Nesse sentido, também não são poucos, nem recentes, os esforços de diversificação de fontes do precioso recurso, bem como soluções para seu uso mais eficiente. Uma das formas mais básicas e antigas é a captação de água da chuva. Propagada em épocas de seca como uma alternativa para o uso doméstico, a captação, da perspectiva econômica, não é uma solução universal, como sugere o senso comum. Mas ela é, sim, uma das muitas importantes armas no arsenal a que precisaremos recorrer para lidar com o estresse hídrico previsto para as próximas décadas. E um estudo recente da BCC Research, uma consultoria especializada em pesquisas de mercado, mostra isso. Segundo o levantamento, o mercado mundial de soluções para o reaproveitamento de água da chuva deve crescer 5,3% entre 2017 e 2022 e atingir a casa do US$ 1,5 bilhão, o equivalente a R$ 3,1 bilhões, ao final do período.

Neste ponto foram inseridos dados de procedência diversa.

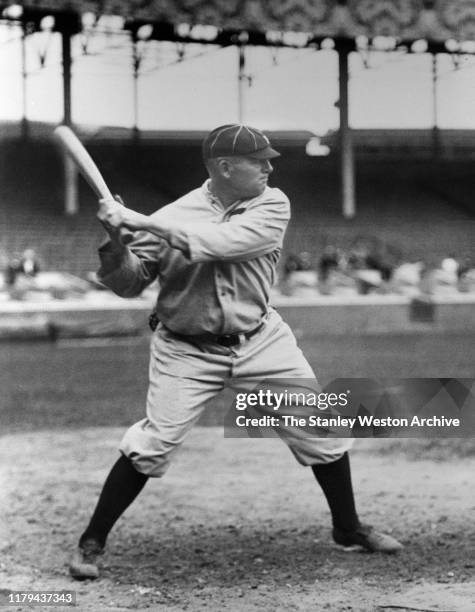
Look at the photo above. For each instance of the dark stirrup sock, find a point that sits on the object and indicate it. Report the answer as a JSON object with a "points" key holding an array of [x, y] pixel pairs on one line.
{"points": [[121, 487], [335, 481]]}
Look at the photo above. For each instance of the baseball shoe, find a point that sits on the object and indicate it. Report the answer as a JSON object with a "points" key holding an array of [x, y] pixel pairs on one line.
{"points": [[83, 565], [368, 538]]}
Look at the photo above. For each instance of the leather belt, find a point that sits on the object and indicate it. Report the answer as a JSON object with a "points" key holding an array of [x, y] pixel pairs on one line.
{"points": [[224, 340]]}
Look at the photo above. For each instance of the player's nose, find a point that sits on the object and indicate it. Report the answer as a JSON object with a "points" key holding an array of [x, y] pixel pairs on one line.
{"points": [[267, 167]]}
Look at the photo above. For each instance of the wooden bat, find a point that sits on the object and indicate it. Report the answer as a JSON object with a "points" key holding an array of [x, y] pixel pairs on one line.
{"points": [[71, 144]]}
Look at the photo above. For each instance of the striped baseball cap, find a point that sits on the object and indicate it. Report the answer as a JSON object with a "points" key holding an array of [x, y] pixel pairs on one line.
{"points": [[237, 139]]}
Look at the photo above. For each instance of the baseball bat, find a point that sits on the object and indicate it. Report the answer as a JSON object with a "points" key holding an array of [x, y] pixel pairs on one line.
{"points": [[71, 144]]}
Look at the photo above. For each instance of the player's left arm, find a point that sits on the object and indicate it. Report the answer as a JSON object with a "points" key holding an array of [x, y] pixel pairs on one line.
{"points": [[259, 230]]}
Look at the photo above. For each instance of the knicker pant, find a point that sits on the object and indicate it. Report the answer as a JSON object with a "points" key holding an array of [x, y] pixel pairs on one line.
{"points": [[184, 376]]}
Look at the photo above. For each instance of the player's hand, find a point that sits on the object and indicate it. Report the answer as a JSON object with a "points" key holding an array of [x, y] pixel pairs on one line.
{"points": [[114, 215]]}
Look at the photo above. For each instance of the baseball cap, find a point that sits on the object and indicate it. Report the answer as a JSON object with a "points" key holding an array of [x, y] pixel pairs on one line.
{"points": [[237, 139]]}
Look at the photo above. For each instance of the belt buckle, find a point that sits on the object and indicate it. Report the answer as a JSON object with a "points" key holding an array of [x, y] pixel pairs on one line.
{"points": [[229, 340]]}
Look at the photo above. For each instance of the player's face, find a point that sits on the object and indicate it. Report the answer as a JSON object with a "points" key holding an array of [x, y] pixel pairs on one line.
{"points": [[248, 176]]}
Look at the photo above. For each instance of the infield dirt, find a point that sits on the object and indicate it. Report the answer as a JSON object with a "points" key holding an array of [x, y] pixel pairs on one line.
{"points": [[236, 525]]}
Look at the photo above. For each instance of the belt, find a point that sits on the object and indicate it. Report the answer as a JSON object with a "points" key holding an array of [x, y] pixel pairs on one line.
{"points": [[224, 340]]}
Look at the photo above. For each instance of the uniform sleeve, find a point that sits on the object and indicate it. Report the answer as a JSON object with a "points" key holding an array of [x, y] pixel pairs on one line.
{"points": [[128, 270], [259, 230]]}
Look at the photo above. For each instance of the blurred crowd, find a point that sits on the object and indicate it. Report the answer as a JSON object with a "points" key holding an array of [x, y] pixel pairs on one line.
{"points": [[370, 266]]}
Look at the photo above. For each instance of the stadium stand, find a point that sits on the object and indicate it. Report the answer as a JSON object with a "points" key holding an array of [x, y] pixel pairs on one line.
{"points": [[419, 206]]}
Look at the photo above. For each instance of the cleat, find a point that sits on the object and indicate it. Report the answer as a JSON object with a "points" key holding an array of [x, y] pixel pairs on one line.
{"points": [[83, 565], [365, 536]]}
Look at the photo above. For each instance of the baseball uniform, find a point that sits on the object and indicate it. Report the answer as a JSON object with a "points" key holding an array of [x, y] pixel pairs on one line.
{"points": [[215, 268]]}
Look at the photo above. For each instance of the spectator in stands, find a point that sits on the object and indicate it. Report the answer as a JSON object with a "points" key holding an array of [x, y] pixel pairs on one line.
{"points": [[330, 260], [466, 275], [29, 263], [300, 277], [11, 272]]}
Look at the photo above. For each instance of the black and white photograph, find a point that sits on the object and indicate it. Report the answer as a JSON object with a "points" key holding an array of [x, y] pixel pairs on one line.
{"points": [[237, 305]]}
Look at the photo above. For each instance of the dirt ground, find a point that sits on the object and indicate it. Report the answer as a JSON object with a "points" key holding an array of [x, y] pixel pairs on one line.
{"points": [[237, 525]]}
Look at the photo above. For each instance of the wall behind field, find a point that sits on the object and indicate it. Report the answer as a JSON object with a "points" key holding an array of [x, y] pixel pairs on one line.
{"points": [[420, 207]]}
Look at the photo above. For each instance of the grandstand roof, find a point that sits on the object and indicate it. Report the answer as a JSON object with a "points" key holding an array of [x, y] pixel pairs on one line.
{"points": [[436, 20]]}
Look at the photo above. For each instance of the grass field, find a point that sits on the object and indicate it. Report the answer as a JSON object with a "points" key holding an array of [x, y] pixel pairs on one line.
{"points": [[81, 383]]}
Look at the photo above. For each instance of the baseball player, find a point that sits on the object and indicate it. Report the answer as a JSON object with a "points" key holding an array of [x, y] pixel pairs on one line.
{"points": [[214, 252]]}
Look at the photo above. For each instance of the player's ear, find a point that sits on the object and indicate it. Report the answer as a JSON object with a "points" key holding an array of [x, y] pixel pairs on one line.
{"points": [[224, 167]]}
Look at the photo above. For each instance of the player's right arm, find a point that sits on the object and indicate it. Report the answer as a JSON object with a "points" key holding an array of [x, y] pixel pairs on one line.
{"points": [[128, 261]]}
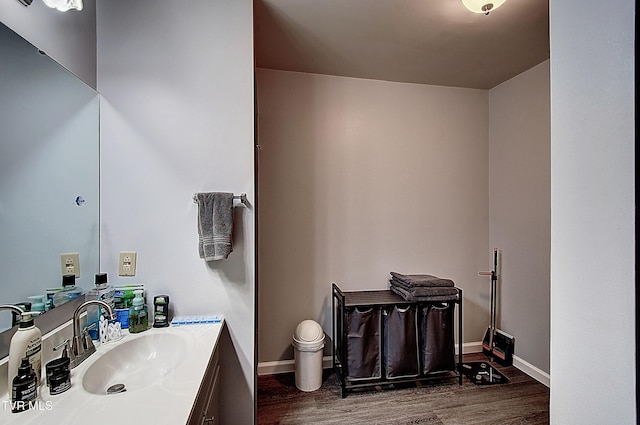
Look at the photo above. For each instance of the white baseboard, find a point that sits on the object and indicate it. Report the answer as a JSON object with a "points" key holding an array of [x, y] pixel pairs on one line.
{"points": [[537, 374], [287, 366]]}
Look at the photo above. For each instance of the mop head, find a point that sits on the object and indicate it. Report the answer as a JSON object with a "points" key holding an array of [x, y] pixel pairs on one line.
{"points": [[482, 373], [502, 350]]}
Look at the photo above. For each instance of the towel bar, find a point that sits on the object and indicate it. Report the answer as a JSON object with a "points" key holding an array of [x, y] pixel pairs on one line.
{"points": [[242, 197]]}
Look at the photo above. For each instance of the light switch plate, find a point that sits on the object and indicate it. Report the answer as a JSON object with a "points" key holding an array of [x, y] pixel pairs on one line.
{"points": [[70, 263], [127, 263]]}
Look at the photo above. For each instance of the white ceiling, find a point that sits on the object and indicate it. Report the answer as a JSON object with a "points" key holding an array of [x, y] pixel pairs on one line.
{"points": [[436, 42]]}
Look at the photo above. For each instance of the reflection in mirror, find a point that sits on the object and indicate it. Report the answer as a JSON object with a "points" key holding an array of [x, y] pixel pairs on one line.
{"points": [[49, 170]]}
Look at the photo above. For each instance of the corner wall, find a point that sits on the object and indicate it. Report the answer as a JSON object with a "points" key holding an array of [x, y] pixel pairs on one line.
{"points": [[177, 118], [361, 177], [593, 351], [519, 209]]}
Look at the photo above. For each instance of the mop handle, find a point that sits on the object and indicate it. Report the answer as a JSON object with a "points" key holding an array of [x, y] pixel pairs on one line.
{"points": [[494, 278]]}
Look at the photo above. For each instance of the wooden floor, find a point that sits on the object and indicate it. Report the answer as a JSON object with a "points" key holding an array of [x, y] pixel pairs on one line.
{"points": [[521, 401]]}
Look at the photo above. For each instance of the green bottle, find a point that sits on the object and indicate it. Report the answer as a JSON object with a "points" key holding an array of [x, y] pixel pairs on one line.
{"points": [[138, 315]]}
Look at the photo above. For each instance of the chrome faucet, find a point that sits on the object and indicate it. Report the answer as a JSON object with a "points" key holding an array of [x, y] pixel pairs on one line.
{"points": [[14, 309], [82, 346]]}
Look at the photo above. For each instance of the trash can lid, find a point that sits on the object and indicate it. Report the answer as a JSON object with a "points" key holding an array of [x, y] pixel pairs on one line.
{"points": [[308, 331]]}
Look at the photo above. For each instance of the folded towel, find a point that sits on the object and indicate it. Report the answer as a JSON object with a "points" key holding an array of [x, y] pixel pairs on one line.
{"points": [[424, 291], [409, 297], [215, 225], [421, 279]]}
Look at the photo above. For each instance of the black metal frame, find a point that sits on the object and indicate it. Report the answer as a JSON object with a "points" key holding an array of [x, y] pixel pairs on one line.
{"points": [[340, 301]]}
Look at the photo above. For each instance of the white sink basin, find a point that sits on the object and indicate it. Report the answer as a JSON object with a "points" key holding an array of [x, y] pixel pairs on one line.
{"points": [[136, 363]]}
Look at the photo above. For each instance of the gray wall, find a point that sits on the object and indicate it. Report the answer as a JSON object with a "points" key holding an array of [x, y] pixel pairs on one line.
{"points": [[177, 118], [520, 197], [361, 177], [592, 213], [69, 38]]}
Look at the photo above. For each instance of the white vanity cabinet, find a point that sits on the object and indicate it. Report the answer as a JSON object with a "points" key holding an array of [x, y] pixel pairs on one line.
{"points": [[206, 409]]}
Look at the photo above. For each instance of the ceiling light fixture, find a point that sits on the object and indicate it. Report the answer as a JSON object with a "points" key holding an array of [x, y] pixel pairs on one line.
{"points": [[64, 5], [482, 6]]}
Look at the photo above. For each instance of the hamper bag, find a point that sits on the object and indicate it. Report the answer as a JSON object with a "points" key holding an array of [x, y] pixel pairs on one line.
{"points": [[401, 342], [363, 344], [437, 345]]}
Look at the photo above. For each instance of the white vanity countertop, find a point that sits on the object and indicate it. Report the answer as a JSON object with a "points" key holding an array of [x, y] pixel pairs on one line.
{"points": [[167, 401]]}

“A captação de água da chuva é uma solução fácil e acessível para superar o estresse hídrico e funciona como uma importante fonte de água descentralizada. A captação também ajuda a reduzir o uso de água doce de fontes de águas superficiais e subterrâneas”, afirma Srinivasa Rajaram, analista e autor do relatório da BCC Research. Ele lembra, ainda, que, em larga escala, a armazenagem e o reaproveitamento de água da chuva pode proteger a infraestrutura de saneamento das cidades. Em momentos de chuvas torrenciais – quando a precipitação de um mês inteiro cai em um único dia, como se vê com cada vez mais frequência – sistemas de reaproveitamento de água da chuva ajudam a reduzir o estresse na infraestrutura pluvial. Em vez de a água da chuva ir para galerias e sobrecarregar córregos e rios, ela fica nas caixas d’água dos sistemas de reaproveitamento. Isso pode significar menos enchentes o que, por sua vez, reduz as despesas municipais não só com infraestrutura, mas também com saúde e transporte, entre outros.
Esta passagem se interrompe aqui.